A startup that manages over 10,000 vacation rental properties just raised more than $60 million in a funding round.
Vacasa, a vacation rental management company, closed $64 million in a round led by existing investor Riverwood Capital and others, the company said in a statement. That brings its total capital raise to $207.5 million.
Portland, Oregon-based Vacasa launched in 2009 and has grown to overtake Wyndham Vacation Rentals as the largest vacation rental property manager in North America. The new funding will, in part, go toward the company’s domestic and international expansion.

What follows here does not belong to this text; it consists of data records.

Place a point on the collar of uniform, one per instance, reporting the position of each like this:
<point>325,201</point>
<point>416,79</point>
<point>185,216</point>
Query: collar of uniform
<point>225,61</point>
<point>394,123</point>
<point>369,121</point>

“Vacasa has consistently grown 60 percent year over year, but we’re still only two percent of the market,” CEO and founder Eric Breon said in the statement. “We see this as an opportunity to strengthen our balance sheet while continuing to expand our geographic reach, adding new and unique programs, and investing in our technology platform.”
The company currently manages 10,600 vacation rental properties in 23 U.S. states and 16 countries. Earlier this month, Vacasa acquired Oasis Collections, which runs a marketplace similar to Airbnb but focused on high-end vacation rentals. It also launched Vacasa Real Estate, a network that connects agents with buyers and sellers of vacation properties.
Vacasa’s other investors include Level Equity, NewSpring Capital and Assurant Growth Investing. Level Equity led the company’s $40 million Series A round in 2016. The company announced a Series B of $103.5 million a year ago.
Vacasa is the latest in a series of real estate companies raking in fresh capital. Last month, SoftBank’s Vision Fund invested $400 million in home-flipping company Opendoor. Meanwhile brokerage giant Compass announced a $400 million Series F led by the Vision Fund and Qatar Investment Authority.
On the investor side, Fifth Wall Ventures launched a $400 million real estate technology fund earlier this year. And Corigin Ventures has raised $22 million, with plans to bring in another $27.9 million by the end of the year.